Yes, and no.
It helps because you will see proofs, you will see careful statements and you will learn, even if not directly more examples that can be used later on to study mathematical logic better.
But on the other hand, rarely anyone mentions formal logic in a course about analysis. You don't think about the inference rules, or what sort of statement you're writing, and so on. This might come up in set theory, or in model theory courses, but even then, you might be surprised how little thought we give these processes.
I am teaching a course about naive set theory (well, I'm the TA, but I'm giving a minicourse about extended topics under the guise of an exercise session). In the first class I wrote that if a set is not empty we can pick an arbitrary element of that set.
I've used existential instantiation, to move from $\exists x(x\in X)$ to an actual element $x$ from $X$; of course I didn't mention this. I hoped that they will let it slide, and they did.

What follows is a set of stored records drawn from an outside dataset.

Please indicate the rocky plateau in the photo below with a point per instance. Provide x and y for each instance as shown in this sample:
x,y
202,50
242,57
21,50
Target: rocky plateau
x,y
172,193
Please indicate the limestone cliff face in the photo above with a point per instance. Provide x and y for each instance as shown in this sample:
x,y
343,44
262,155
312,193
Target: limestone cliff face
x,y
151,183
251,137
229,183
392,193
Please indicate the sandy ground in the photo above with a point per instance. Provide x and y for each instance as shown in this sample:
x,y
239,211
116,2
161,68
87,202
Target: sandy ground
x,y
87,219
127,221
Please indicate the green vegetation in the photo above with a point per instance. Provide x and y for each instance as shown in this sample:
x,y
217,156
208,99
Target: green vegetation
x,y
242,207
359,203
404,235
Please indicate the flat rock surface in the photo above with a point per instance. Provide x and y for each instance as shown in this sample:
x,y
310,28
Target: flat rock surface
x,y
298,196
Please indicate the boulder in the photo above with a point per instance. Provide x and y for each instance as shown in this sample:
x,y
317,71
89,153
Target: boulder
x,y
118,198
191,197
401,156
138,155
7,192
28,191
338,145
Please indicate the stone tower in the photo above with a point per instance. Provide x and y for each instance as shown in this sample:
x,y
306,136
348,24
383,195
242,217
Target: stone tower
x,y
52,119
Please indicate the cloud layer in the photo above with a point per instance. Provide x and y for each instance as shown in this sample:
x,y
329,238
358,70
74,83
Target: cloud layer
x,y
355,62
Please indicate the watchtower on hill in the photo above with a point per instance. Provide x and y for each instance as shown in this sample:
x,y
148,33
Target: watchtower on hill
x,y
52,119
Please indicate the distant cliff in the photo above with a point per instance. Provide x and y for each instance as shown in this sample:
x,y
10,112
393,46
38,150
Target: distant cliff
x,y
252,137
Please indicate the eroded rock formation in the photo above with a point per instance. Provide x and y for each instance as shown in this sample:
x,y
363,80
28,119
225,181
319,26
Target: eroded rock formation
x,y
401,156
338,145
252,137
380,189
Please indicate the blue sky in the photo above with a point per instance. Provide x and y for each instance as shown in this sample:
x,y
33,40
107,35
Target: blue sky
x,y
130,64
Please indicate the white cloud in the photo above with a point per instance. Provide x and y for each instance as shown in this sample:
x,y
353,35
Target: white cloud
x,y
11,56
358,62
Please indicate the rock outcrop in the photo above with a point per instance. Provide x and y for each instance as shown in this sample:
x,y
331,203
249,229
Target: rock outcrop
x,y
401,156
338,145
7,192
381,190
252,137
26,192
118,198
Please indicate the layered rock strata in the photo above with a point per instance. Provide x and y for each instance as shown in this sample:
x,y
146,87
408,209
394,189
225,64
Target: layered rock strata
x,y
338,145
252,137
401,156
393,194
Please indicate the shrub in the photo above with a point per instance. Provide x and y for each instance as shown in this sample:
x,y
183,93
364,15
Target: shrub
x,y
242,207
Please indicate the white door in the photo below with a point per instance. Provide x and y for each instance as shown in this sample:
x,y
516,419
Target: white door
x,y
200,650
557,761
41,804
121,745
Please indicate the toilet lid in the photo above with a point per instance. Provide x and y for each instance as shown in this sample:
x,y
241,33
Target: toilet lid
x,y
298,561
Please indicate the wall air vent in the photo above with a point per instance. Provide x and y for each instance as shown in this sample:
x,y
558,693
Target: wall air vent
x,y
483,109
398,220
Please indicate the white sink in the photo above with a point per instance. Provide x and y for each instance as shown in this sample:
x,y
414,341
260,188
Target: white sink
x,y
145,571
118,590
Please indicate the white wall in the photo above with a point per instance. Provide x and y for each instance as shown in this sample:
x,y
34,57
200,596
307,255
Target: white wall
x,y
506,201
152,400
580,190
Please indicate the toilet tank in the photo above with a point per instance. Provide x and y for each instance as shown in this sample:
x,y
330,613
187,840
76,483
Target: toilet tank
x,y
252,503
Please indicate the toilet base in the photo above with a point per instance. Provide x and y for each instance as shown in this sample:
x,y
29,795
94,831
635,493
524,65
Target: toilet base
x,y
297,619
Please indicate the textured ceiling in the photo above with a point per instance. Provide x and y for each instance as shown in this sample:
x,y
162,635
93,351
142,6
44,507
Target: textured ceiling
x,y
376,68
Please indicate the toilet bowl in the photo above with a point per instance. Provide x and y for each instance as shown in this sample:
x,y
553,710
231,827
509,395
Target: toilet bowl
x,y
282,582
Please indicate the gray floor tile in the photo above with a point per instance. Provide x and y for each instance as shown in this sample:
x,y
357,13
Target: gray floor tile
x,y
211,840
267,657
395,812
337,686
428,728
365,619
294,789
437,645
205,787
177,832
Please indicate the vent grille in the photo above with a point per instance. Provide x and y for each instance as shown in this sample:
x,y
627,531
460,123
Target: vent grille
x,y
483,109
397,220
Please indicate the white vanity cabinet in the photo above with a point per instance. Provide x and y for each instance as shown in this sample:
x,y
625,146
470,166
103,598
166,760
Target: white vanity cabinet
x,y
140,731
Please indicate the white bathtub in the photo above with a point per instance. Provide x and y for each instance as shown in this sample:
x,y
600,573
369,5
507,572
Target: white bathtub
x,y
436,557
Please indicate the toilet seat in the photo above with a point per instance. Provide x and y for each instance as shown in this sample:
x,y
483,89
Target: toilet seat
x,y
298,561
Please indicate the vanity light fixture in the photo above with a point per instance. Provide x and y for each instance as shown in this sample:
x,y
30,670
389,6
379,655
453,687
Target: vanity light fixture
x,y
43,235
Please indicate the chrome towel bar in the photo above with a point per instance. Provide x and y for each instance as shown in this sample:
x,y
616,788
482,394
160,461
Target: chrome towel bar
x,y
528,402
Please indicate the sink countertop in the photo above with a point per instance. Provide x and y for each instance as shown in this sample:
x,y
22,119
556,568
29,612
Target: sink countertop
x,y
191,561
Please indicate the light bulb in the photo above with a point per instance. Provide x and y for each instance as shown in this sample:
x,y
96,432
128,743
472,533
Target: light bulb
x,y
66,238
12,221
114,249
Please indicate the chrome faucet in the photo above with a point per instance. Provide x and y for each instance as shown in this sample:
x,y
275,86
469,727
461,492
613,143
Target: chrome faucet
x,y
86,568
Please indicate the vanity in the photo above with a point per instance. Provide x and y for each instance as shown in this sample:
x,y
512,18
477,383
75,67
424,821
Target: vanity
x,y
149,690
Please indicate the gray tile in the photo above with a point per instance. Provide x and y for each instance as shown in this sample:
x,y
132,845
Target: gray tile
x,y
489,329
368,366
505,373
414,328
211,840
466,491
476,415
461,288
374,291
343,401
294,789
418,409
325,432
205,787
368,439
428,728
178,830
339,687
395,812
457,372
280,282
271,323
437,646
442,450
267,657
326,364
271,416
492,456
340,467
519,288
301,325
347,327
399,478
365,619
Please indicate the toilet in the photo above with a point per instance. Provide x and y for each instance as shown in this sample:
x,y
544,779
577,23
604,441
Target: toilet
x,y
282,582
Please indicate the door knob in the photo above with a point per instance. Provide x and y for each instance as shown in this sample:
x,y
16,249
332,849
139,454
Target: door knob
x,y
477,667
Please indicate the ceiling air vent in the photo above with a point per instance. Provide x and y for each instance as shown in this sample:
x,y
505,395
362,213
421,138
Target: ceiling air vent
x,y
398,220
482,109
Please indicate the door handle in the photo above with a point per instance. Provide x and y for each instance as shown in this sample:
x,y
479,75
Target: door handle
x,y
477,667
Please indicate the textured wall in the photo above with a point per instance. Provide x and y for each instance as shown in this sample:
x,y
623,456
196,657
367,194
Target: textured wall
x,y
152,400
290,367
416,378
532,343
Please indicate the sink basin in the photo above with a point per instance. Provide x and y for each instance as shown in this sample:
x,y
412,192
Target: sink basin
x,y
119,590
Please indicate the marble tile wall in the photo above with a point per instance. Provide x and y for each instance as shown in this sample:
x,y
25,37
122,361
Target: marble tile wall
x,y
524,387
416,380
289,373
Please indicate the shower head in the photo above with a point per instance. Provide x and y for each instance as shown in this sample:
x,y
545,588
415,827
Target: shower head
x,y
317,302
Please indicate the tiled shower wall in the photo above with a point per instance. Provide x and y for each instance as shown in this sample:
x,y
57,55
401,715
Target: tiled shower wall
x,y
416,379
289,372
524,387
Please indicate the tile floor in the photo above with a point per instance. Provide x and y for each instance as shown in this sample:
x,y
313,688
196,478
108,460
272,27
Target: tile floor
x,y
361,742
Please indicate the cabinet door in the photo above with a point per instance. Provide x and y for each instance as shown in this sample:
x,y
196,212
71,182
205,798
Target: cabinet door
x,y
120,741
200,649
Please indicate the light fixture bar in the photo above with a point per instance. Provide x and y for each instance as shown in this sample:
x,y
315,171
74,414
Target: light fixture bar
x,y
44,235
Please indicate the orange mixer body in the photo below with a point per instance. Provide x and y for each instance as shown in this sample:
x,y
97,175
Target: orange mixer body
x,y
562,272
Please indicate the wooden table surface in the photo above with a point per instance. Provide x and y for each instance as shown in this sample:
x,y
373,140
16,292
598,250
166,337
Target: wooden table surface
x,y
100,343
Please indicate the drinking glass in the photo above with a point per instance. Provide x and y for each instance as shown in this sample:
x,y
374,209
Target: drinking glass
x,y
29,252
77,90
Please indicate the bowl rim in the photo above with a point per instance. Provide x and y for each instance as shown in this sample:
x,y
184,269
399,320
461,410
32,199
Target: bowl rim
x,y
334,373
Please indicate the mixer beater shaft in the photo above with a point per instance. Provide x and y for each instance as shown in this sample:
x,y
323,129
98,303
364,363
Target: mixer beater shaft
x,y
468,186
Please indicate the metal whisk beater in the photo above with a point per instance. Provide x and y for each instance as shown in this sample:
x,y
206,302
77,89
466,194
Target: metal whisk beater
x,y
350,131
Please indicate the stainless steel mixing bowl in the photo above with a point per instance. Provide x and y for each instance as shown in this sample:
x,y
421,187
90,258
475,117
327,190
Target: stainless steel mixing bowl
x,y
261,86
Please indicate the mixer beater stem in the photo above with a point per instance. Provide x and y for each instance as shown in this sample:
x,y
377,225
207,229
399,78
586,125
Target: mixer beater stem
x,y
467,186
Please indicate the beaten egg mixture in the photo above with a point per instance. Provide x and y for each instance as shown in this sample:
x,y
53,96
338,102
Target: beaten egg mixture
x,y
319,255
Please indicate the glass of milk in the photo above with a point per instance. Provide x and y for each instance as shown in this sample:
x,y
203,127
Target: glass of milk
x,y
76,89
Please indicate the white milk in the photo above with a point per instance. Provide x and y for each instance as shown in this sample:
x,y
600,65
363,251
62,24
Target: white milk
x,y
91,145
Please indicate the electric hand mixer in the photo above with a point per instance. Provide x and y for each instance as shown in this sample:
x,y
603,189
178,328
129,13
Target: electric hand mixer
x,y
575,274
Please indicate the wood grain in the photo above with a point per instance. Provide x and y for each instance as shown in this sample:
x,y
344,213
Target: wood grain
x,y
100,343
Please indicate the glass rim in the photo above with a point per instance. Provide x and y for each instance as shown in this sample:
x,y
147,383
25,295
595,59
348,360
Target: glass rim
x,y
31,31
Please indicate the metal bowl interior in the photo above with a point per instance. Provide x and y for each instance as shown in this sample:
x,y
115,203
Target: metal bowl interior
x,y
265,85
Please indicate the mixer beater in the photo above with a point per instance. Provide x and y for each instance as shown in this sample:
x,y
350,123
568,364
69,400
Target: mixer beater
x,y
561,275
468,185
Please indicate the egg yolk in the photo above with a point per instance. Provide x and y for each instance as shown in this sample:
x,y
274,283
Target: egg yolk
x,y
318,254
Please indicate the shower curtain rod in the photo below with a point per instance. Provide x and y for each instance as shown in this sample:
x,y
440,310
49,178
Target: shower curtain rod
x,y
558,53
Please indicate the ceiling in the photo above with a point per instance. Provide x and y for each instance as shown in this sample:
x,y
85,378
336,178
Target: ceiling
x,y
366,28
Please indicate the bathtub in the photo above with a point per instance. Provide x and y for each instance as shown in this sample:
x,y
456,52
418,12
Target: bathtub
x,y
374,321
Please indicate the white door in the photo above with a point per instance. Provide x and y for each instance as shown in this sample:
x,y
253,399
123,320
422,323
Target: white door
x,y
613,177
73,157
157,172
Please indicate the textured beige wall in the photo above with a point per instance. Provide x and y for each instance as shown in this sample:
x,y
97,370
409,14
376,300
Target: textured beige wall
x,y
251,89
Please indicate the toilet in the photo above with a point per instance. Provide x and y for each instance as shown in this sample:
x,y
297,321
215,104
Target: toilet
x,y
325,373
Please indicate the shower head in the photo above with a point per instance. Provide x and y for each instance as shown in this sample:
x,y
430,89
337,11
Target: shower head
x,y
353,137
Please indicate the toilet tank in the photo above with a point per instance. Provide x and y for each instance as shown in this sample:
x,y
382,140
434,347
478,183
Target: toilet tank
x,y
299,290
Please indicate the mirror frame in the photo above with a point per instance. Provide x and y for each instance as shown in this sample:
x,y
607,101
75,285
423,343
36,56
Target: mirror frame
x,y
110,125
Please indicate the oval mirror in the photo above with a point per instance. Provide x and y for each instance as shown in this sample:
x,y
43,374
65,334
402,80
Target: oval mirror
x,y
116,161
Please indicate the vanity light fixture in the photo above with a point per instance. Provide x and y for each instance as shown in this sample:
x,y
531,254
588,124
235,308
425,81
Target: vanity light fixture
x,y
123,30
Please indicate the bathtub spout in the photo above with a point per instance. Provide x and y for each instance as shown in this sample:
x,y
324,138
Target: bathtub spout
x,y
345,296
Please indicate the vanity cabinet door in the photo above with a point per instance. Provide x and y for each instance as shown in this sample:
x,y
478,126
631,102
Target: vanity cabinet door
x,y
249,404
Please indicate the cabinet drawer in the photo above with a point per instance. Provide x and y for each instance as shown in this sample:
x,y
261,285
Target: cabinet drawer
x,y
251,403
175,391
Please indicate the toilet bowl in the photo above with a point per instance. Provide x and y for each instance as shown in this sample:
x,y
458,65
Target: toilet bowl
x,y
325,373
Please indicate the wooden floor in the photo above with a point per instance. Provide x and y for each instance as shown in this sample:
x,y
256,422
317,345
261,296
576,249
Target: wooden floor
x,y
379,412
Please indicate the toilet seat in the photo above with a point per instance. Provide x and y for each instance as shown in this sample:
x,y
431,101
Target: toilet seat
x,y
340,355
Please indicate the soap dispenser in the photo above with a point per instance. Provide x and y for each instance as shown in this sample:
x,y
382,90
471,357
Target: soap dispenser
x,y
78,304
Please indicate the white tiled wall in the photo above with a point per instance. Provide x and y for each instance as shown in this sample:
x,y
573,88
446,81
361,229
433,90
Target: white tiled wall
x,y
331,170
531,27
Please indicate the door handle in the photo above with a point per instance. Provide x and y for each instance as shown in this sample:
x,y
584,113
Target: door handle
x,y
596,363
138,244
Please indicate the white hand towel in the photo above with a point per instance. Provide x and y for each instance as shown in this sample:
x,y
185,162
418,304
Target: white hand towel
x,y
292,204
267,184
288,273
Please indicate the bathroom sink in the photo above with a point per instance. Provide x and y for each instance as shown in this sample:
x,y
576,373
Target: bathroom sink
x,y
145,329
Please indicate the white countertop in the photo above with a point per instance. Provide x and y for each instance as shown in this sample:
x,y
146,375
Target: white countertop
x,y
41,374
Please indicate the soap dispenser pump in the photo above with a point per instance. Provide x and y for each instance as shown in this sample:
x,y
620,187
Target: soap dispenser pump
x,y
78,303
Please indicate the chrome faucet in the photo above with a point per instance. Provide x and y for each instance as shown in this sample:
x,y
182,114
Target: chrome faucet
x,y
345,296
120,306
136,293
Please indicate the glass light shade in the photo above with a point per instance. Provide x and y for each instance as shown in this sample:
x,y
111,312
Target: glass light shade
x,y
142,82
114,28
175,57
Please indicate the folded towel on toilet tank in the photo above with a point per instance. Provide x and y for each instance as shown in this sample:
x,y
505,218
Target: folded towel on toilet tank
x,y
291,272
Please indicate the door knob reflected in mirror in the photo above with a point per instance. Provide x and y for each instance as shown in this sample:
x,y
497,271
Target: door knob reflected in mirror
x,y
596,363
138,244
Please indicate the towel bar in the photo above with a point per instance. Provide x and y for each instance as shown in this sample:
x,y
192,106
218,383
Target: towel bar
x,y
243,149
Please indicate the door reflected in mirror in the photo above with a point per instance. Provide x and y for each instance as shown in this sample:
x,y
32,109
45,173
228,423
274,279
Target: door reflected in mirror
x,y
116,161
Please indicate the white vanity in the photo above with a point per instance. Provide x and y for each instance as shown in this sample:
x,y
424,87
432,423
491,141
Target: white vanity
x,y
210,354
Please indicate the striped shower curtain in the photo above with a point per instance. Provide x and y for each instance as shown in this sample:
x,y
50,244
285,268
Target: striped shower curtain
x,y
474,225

But sure enough, when we discussed the axiom of choice, some six weeks later, they asked why can we choose from one non-empty set? How can we be sure that this is doable? And I explained that we have been doing that since the first class. The reason is the rules of logic, which we didn't mention to them -- because it's a naive set theory course, and these rules are applied naively.
To sum up, yes, taking math courses can help (at least those that deal with proofs) and it is very important to learn some basics as well, algebraic structures make excellent examples for theories and models in logic; but don't expect any mention of logic in those courses. You still have to learn it properly on its own.